Settembrini, con los ojos encendidos y la voz vibrante, exclamó:
—«¡La razón, señor Naphta, la razón y la libertad son las únicas defensas contra el abismo! Su discurso, con su culto al poder y al terror, no es más que una apología de la tiranía. La humanidad ha derramado sangre para liberarse de los yugos que usted pretende restaurar. ¡Eso es un ultraje al espíritu, un abuso contra el progreso!»
Naphta, con una sonrisa helada y los ojos brillantes tras sus lentes, respondió:
—«Su libertad, señor Settembrini, no es más que una quimera burguesa, un disfraz para el caos y la decadencia. La humanidad no desea su democracia débil, sino un orden firme, una disciplina que trascienda los deseos egoístas. El terror, sí, el terror sagrado, es el único medio para someter a las masas al designio superior. Sin él, el mundo cae en la anarquía que usted, con su optimismo ciego, se niega a ver.»
Hans Castorp, sentado entre ambos, sentía el aire cargado de una tensión casi palpable. Las palabras de Naphta, con su defensa del poder absoluto, le provocaban un estremecimiento, pero también una fascinación inquietante. Settembrini, por su parte, parecía encarnar una esperanza frágil, pero esencial.

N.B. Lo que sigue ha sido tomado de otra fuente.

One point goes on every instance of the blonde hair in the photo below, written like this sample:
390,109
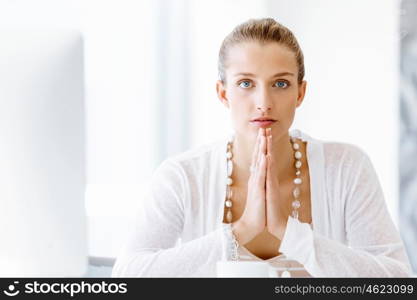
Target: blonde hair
262,31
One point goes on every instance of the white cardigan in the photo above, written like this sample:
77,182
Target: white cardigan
179,229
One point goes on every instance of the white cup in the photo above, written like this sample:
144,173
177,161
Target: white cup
244,269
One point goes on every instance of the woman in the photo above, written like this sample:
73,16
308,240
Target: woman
266,194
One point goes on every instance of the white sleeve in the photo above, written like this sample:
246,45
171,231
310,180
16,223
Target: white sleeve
152,249
374,247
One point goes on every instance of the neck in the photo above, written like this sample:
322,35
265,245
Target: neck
282,153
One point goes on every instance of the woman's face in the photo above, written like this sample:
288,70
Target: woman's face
261,82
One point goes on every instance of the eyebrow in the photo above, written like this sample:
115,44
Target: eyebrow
276,75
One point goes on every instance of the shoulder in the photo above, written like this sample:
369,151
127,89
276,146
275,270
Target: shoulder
334,152
346,153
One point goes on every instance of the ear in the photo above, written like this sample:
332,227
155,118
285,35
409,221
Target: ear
221,93
301,92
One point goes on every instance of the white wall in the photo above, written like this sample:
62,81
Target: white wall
351,60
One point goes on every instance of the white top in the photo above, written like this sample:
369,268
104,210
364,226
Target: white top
179,229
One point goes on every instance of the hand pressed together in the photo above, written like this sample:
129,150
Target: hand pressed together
262,209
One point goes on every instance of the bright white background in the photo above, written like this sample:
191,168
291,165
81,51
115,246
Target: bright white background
150,83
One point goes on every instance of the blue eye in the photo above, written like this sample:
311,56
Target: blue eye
245,84
281,84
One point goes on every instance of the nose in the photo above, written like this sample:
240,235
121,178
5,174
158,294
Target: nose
263,103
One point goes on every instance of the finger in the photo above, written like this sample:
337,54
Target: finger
256,149
269,142
262,171
261,151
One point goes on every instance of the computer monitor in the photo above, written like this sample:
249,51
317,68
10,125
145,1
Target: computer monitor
42,154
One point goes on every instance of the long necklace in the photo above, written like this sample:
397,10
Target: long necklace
297,180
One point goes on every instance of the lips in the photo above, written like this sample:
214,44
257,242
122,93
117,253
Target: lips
263,122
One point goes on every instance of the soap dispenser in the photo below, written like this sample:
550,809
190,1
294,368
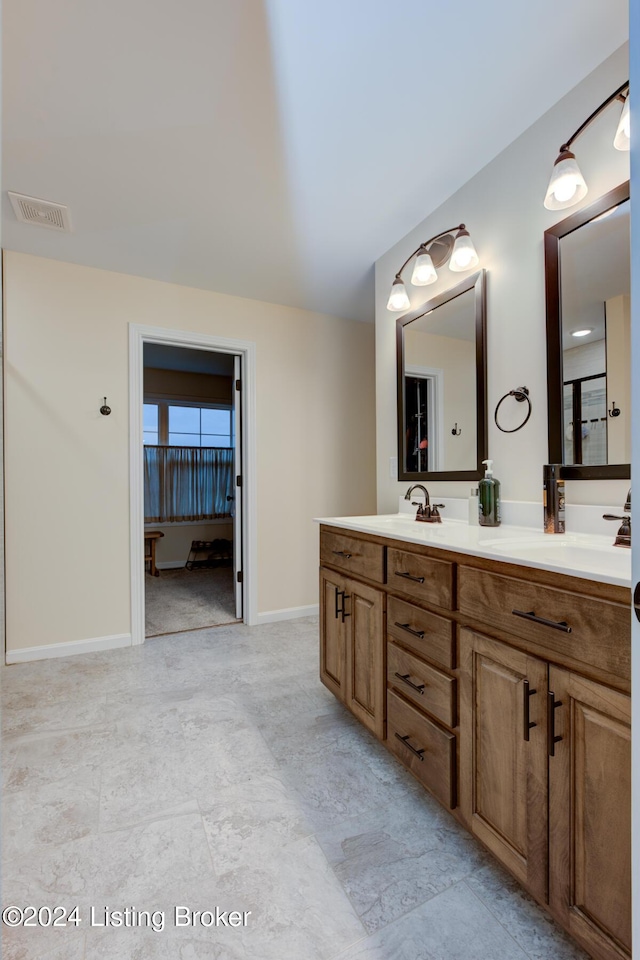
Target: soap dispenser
489,495
474,507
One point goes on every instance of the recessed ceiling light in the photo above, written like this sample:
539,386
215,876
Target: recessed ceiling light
603,216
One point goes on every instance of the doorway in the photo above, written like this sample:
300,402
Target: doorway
193,533
192,486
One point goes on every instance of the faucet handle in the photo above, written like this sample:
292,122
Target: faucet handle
623,536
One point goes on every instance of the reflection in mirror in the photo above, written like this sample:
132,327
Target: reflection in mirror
440,421
588,319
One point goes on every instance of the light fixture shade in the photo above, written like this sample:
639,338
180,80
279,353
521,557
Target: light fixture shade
463,255
398,299
622,139
567,185
424,271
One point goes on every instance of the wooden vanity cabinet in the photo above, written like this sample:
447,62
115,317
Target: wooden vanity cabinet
505,692
590,813
503,754
352,646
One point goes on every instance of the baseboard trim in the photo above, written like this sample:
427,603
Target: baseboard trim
48,651
289,613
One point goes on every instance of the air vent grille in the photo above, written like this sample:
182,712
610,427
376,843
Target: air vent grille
42,213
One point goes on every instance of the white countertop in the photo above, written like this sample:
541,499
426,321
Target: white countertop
589,556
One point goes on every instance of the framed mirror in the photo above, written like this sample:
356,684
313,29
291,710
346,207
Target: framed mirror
588,279
442,411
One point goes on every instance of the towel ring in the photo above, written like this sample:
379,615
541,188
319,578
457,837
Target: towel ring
521,394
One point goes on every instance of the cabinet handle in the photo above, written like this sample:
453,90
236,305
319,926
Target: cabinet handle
405,740
552,706
414,633
555,624
526,724
418,687
409,576
345,596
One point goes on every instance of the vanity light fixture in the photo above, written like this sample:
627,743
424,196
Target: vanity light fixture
458,250
567,186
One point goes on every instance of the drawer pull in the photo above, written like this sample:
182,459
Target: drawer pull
553,705
414,633
418,687
555,624
526,723
345,596
409,576
405,740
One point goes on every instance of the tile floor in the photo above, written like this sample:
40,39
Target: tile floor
213,768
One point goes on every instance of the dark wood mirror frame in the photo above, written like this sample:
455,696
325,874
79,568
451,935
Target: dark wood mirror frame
476,282
552,237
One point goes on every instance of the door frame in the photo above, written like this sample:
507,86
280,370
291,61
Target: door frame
139,334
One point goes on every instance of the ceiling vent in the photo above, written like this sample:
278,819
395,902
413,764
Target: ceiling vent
42,213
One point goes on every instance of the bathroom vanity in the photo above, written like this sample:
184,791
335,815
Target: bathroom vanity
501,681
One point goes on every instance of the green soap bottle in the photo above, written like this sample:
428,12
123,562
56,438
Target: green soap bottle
489,498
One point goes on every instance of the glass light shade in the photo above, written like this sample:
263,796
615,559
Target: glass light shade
463,255
424,271
567,185
398,299
622,139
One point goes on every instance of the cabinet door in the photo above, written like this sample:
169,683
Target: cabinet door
503,756
332,640
590,814
365,650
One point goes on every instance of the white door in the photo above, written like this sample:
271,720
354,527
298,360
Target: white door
237,470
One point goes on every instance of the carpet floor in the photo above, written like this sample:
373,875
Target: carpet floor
188,600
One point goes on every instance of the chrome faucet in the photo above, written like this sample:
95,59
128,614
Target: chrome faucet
426,512
623,536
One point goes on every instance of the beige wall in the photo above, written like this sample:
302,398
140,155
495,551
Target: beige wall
67,479
502,207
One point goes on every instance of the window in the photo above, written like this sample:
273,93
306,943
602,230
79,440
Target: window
188,460
187,424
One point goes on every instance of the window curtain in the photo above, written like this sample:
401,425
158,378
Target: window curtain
187,483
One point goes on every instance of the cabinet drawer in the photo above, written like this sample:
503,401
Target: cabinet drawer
428,688
594,631
425,748
421,577
349,553
425,633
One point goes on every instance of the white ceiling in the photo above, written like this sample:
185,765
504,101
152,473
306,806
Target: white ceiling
271,149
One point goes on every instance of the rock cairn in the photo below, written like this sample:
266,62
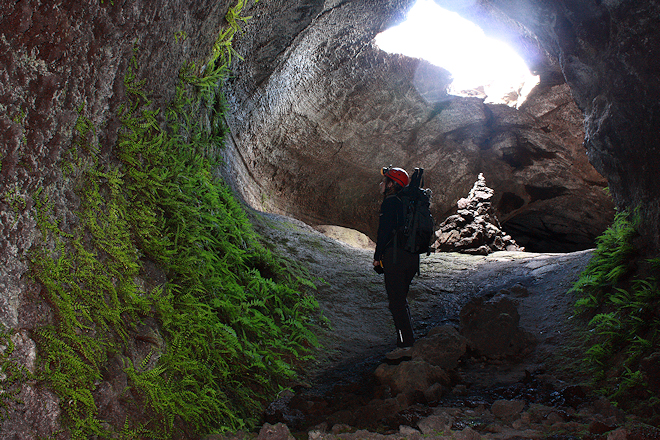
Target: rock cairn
474,229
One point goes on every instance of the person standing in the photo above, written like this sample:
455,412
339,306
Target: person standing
398,265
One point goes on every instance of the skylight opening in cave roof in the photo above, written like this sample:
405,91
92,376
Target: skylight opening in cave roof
480,66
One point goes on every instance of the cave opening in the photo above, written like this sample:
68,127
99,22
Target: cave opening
480,65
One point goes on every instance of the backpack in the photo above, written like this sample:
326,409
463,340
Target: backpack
418,228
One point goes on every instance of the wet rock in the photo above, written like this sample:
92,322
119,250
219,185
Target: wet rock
507,409
278,431
650,366
491,327
411,378
474,229
443,347
436,424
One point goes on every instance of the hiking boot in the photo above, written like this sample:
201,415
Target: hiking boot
399,353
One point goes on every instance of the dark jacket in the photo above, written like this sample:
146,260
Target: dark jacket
392,217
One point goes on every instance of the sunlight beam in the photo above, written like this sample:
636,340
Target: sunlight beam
475,61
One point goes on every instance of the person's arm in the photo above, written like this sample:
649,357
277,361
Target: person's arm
386,224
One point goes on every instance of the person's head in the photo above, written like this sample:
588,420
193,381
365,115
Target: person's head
394,180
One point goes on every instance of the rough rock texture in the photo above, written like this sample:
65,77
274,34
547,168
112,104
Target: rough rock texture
491,327
317,111
59,59
607,54
474,229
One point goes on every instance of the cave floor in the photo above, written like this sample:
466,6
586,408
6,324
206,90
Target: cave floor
352,297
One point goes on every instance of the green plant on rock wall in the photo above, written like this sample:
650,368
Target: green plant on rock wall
622,325
233,319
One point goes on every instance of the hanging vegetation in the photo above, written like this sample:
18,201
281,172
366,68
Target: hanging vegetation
622,327
232,321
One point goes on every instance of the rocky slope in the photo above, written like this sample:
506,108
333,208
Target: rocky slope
486,381
313,124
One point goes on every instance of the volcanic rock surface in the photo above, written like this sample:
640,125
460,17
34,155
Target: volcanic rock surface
311,133
317,109
474,229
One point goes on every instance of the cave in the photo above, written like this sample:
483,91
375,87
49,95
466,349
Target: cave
314,110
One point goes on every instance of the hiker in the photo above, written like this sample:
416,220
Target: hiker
398,265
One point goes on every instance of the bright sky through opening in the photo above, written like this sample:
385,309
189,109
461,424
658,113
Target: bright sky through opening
447,40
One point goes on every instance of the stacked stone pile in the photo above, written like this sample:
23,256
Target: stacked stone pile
474,229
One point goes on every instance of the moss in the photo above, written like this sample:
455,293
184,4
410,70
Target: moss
621,322
234,319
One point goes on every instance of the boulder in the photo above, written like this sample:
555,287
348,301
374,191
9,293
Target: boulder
442,347
475,228
411,378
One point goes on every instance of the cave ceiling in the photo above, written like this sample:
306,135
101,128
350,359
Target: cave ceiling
318,108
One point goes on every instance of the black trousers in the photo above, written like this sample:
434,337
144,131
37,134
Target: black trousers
400,267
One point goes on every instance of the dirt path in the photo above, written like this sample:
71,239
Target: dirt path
352,298
352,295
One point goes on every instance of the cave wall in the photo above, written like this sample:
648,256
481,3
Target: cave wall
607,53
59,60
311,132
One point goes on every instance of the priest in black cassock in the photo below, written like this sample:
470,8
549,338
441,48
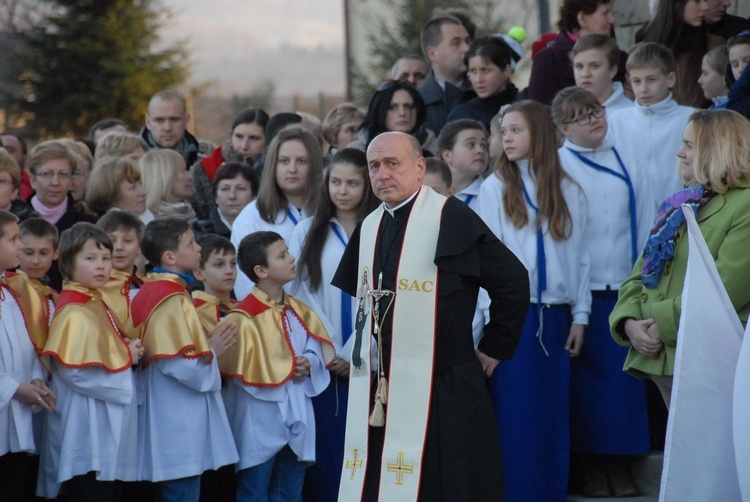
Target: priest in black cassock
439,432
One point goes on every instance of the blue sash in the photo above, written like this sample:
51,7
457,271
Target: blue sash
625,176
541,265
346,299
291,216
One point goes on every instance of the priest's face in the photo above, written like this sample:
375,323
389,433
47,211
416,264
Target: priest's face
396,168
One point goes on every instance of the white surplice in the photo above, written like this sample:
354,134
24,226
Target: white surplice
19,363
93,428
265,419
182,425
567,261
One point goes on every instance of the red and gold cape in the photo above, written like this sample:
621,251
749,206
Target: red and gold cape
84,333
209,308
176,330
263,355
116,294
32,297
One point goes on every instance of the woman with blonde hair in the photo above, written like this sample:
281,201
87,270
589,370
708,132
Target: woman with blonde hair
121,144
115,183
716,149
168,184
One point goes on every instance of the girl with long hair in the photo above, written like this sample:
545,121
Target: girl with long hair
539,212
287,194
396,107
318,243
489,70
608,409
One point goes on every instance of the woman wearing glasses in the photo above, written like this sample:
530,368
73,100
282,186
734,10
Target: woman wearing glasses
396,106
607,407
52,165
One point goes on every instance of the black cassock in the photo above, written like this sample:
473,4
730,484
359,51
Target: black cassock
462,451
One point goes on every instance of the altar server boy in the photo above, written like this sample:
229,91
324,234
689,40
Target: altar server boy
183,425
277,366
90,440
124,230
218,272
22,388
650,132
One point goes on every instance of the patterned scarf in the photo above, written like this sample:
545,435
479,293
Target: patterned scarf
661,241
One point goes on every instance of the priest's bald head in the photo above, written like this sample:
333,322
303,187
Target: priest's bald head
396,167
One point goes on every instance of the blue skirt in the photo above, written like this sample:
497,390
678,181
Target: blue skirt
322,478
607,406
530,394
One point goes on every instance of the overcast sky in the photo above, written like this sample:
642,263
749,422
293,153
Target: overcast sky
296,43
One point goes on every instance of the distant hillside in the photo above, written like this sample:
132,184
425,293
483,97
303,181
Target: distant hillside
294,70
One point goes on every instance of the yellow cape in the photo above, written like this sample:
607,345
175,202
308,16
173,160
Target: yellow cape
263,355
116,294
208,308
32,297
176,330
84,334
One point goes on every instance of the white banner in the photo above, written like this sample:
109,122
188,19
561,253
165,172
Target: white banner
699,459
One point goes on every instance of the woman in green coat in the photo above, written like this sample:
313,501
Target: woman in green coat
715,162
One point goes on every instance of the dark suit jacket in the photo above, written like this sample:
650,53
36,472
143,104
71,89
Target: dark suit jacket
439,104
729,26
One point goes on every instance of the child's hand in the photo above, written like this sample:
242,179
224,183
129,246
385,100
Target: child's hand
136,350
223,337
340,367
32,395
574,343
301,368
48,396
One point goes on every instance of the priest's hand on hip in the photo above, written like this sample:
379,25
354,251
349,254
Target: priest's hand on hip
488,363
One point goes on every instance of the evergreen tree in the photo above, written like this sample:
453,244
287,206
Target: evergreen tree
84,60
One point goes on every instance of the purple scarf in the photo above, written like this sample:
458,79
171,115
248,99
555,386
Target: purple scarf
661,240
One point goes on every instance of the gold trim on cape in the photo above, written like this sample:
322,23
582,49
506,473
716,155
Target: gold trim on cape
84,335
260,357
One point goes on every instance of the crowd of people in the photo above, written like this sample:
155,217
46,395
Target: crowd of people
457,294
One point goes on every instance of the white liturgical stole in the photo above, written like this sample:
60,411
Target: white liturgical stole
412,357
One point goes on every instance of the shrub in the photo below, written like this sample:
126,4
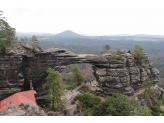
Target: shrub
156,108
2,46
88,99
97,100
120,105
73,102
145,111
89,112
69,87
65,112
139,55
96,107
78,106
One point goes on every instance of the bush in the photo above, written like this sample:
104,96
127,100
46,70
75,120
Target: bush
139,55
78,106
69,87
156,108
88,99
97,100
2,46
65,112
120,105
89,112
96,107
73,102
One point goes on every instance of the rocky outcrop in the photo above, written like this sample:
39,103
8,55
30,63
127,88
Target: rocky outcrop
17,68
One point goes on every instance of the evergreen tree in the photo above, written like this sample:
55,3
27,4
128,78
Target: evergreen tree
34,42
53,89
138,54
106,47
7,33
147,86
2,46
55,46
22,40
25,40
77,74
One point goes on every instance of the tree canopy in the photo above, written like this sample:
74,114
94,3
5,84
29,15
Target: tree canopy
53,89
77,74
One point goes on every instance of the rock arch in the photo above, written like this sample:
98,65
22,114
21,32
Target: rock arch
113,75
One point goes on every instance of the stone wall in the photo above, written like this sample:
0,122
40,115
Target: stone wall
17,68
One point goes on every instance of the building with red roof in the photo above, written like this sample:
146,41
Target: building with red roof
17,98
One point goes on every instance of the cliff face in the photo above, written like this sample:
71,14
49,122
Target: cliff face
17,67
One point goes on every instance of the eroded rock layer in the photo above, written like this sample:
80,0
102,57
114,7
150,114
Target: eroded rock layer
17,68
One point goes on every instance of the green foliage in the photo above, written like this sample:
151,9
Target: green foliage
139,55
34,42
120,105
88,99
162,100
67,77
97,100
25,39
89,112
65,112
73,102
77,75
53,90
116,55
147,86
96,107
78,106
2,46
55,46
156,108
106,47
143,111
69,87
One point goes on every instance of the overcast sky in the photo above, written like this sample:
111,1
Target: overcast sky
87,20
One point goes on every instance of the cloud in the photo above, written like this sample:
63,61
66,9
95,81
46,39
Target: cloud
87,20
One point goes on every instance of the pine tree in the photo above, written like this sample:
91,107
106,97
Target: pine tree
147,86
22,40
34,41
25,39
77,75
53,89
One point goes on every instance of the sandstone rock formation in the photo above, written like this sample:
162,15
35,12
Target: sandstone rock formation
17,68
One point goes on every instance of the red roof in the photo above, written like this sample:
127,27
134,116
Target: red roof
17,98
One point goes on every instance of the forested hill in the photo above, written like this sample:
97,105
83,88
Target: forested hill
96,45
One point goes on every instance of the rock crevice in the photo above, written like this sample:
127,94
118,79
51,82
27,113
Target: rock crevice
17,68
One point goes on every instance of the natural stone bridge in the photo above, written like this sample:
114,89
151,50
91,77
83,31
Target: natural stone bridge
17,68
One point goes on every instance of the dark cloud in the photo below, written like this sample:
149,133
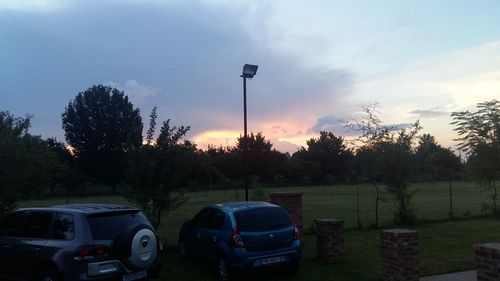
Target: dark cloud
189,55
428,113
330,123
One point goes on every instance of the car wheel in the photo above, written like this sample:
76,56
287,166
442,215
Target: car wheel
136,247
48,275
183,251
293,268
223,271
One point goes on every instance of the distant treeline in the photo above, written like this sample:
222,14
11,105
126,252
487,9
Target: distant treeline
105,147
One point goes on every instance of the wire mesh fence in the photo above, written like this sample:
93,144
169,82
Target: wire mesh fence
355,204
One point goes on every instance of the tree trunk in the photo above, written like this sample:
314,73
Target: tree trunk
494,198
377,200
357,204
451,198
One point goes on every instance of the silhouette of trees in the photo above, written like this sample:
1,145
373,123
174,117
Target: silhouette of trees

—«¿Y quién impone ese designio superior, señor Naphta?» —replicó Settembrini, con un sarcasmo cortante—. «¿Usted? ¿Una élite de iluminados? ¿O los poderosos que, en nombre de su ‘orden divino’, aplastan a los débiles? La historia está repleta de esos abusos, de tiranos que justifican su crueldad con grandes palabras. Su visión no lleva al orden, sino a la guerra, al sacrificio de millones en el altar de sus delirios.»
Naphta, imperturbable, respondió con voz baja pero afilada:
—«La guerra, señor Settembrini, es a veces el crisol donde se purifica la humanidad. No es el fin, sino el medio. Los débiles sucumben, los fuertes prevalecen, y así se renueva el mundo. Su pacifismo es una cobardía disfrazada de virtud. Los poderosos, a los que usted desprecia, son los instrumentos de una voluntad superior, aunque su mente racionalista no lo comprenda.»
El debate se intensificó, con Settembrini defendiendo la dignidad del individuo y Naphta exaltando la sumisión colectiva como única salvación. Hans, atrapado en el torbellino de sus argumentos, percibía un abismo que no solo separaba a dos hombres, sino a toda una civilización al borde del colapso. Las palabras resonaban como un presagio de catástrofe, como si el mundo entero estuviera a punto de deslizarse hacia un conflicto inevitable.